The blade could have been forged somewhere to the south. Where the high-grade silver used for the blade is refined from lead. This is also where the skills necessary to craft such a blade are not rare. There is a village in a remote area of that region rumored to raise the dragon-worms that produce the extremely rare fire-silk, but no one has seen newly spun fire-silk in an age.
A Brief History of Bling
The next step is making the “bling” jive with the history you have written. Turn the details into clues. First, make sure the attached background NPCs, important details, base materials, and general craftwork go together. Make sure that they collectively put the story of the item forward. This does not mean, however, that all the details need to match or correspond in some way. You can also use bling to put forward a telling contradiction between details. Alternately, you can use details as a device putting to the players a puzzle, a paradox to be deciphered. Using the details in this manner can serve to perk up the players’ curiosity. Or help to coax them along the path the item reveals to them.

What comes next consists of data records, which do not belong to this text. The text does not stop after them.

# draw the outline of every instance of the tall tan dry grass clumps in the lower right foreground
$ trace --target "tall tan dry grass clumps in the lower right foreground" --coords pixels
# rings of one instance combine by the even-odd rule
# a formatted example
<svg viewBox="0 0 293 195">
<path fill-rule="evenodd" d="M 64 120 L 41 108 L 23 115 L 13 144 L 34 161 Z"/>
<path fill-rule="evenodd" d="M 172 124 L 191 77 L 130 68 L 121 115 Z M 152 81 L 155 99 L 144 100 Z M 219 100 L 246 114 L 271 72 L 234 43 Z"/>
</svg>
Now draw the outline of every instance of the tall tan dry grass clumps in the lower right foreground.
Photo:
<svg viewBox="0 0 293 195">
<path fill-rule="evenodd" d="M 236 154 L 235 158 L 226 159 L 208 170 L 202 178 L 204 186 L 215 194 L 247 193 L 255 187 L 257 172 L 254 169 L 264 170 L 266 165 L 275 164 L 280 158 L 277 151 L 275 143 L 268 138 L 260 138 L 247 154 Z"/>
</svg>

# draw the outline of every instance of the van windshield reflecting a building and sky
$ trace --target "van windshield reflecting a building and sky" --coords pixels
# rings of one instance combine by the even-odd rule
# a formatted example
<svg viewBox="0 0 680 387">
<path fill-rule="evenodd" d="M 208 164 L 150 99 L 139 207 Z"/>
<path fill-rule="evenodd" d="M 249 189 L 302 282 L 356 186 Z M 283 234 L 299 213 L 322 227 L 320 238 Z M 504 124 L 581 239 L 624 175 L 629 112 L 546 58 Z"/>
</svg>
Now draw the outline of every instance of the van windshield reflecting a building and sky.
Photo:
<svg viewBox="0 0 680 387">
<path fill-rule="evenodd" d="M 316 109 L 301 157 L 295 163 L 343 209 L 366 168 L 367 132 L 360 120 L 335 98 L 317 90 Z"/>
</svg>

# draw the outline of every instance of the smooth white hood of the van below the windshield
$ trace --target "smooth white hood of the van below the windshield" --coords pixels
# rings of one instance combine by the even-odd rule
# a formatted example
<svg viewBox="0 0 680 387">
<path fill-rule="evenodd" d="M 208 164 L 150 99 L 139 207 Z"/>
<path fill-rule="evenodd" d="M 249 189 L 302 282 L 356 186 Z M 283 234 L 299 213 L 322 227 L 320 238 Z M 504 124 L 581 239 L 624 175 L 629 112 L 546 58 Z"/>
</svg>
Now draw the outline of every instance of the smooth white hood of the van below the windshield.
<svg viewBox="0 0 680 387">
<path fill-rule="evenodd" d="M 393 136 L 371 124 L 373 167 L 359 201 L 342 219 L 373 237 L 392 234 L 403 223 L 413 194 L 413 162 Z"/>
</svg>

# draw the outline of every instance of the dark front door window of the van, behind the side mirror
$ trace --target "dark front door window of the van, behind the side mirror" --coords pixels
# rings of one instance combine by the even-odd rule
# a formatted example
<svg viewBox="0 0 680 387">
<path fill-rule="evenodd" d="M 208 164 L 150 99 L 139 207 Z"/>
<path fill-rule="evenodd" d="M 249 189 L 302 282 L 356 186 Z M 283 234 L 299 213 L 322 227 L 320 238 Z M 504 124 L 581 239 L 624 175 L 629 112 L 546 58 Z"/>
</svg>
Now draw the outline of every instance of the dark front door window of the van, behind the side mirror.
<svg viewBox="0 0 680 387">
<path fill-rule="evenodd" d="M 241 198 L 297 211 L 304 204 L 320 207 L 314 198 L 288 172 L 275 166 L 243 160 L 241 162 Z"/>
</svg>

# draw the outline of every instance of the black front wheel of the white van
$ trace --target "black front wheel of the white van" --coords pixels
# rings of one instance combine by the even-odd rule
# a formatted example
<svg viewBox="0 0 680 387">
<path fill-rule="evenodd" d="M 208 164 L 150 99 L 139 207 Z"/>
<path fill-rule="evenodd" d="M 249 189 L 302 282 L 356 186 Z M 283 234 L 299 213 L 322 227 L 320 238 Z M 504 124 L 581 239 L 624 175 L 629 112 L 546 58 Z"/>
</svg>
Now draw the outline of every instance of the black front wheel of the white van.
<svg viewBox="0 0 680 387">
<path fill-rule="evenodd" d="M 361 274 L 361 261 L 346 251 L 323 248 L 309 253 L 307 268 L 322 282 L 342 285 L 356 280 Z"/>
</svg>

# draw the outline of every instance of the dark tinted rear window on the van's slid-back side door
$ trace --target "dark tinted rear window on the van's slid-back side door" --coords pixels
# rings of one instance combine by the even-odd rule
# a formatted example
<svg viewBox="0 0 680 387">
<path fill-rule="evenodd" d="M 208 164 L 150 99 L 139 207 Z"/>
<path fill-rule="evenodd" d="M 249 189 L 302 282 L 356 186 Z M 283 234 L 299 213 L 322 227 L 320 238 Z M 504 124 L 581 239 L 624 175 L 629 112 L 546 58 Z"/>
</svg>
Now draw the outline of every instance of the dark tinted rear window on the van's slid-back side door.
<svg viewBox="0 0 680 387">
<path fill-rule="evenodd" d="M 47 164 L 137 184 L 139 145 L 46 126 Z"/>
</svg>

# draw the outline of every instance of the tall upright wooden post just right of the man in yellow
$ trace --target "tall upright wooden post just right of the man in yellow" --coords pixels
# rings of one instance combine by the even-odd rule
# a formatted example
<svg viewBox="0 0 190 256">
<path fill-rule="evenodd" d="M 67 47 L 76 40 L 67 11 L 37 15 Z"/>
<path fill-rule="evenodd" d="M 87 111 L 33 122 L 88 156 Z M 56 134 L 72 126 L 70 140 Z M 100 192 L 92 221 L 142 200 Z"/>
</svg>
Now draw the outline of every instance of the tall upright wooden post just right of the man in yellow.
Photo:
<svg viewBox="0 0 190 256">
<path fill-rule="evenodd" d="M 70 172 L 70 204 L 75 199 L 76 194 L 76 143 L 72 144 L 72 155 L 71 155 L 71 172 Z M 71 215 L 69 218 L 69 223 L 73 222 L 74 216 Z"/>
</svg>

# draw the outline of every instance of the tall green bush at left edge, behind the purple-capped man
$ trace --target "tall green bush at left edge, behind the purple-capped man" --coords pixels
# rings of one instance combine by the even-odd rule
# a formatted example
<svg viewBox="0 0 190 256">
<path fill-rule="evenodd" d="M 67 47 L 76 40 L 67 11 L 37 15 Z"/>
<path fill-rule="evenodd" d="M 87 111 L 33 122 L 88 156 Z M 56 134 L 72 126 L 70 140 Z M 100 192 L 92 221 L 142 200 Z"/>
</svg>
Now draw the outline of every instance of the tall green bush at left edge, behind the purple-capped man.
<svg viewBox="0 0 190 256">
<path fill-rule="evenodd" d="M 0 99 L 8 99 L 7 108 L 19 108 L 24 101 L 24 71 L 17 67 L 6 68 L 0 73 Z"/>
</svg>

The characters on the blade say, “Death to the Usurper of the South!” The sea-serpent skin is from an extinct variety of sea serpent. It was known as the Sapphire of the North Seas fished by enterprising fishermen. Additionally, there are characters engraved around the edge of the pommel that are hard to read and badly worn. They mention a name — Master Snake Commander of the… — but the last few characters have worn away.
Backstories & Side-Quests
The backstory the GM creates can lead to a side quest (i.e., away from the main thrust of the campaign). It can run a parallel course, intertwine with the main story usually joining at a certain point. Or can be any combination of the three. Intertwining the backstory of the item with the current campaign direction can keep a wayward player engaged. Doing this by merging their character’s story with it and thus the campaign dragging them along by their curiosity. It can also help to engage players in a concurrent story if the current main plot is not keeping them hooked. At a certain point it can serve to lead them back to the main story at a certain point.
Intersecting points in the main thread with the story of the item can be multiple. Giving a little tidbit of information to the players each time they reach such a story point. Such as while traveling south from a northern frontier the PCs get the related odd tale or a small bit of conversation. Each of these shedding light on specific aspects of the item(s). As the PCs chase down their main goal they will run into the points of the game where the special item figures in.
On your stop-over in the village, the town-drunk regales you with an old story. Its widely known in this region. It is about the young son of a wealthy merchant. The merchant’s riches were said to be held in uncounted smooth-cut gems. Some of which glowed with an inner fire of their very own. A barbaric warlord descended from the mountains with his horsemen and conquered the whole of this region. The merchant’s family slaughtered; their riches pilfered. The son ran to the provinces of the north vowing vengeance upon his return…
A World unto Itself (Sort of)
The backstory of the item can expand upon or add to the campaign world. Just as would a well-constructed NPC but unlike an NPC its details are passive. It requires the players and their characters to investigate them actively. Or have an NPC recognize and communicate what they know about it to the player characters (PCs). Its added flavor if nothing else but it requires the participants to actively engage it. To taste it as it were. This is of course barring any supernatural abilities that may grant the item agency.
These types of specially designed items will add to the game-text for the group. Especially so for the specific player whose character owns it. However, the latter choice may alienate others in the group. Unless you are trying to pit them against each it is probably not the best idea. In this case, tailoring the item to a single character is best. Add in storied items for the rest of the group gradually not all at once.
In fact, it might be useful for the first item to lead to the next and that to another. This lets the GM bait the entire group with each item. Each providing a single piece to a puzzle that begs players to solve it. Or a story that they cannot help but want the conclusion to. Not to mention the items should be useful for the characters in-game. This is outside of the clues and backstory. It is particularly important to never forget this. If it is useless in-game, why would they keep it? Always play to the players’ practical side. However, at the same time use their greed to hook them and their curiosity to propel them.
Players and thus their characters tend to become attached to specially detailed items. Much the same as favorite NPC’s if the backstory and details are just right. The players may even face a hard decision later on in keeping a beloved but mundane item over an upgrade. A rare case of emotional value triumphing over practicality. A well-crafted item can contribute to the overall quality of the game that is if your players are willing to bite.
Designing a non-MacGuffin item as you would a full-blown NPC has its rewards during gameplay. The item can become a worldbuilding aid as well as evolving into a story point in and of itself. It deepens the game world and can help to engage curious even greedy PCs rewarding them not just materially but with emotional payoff as well.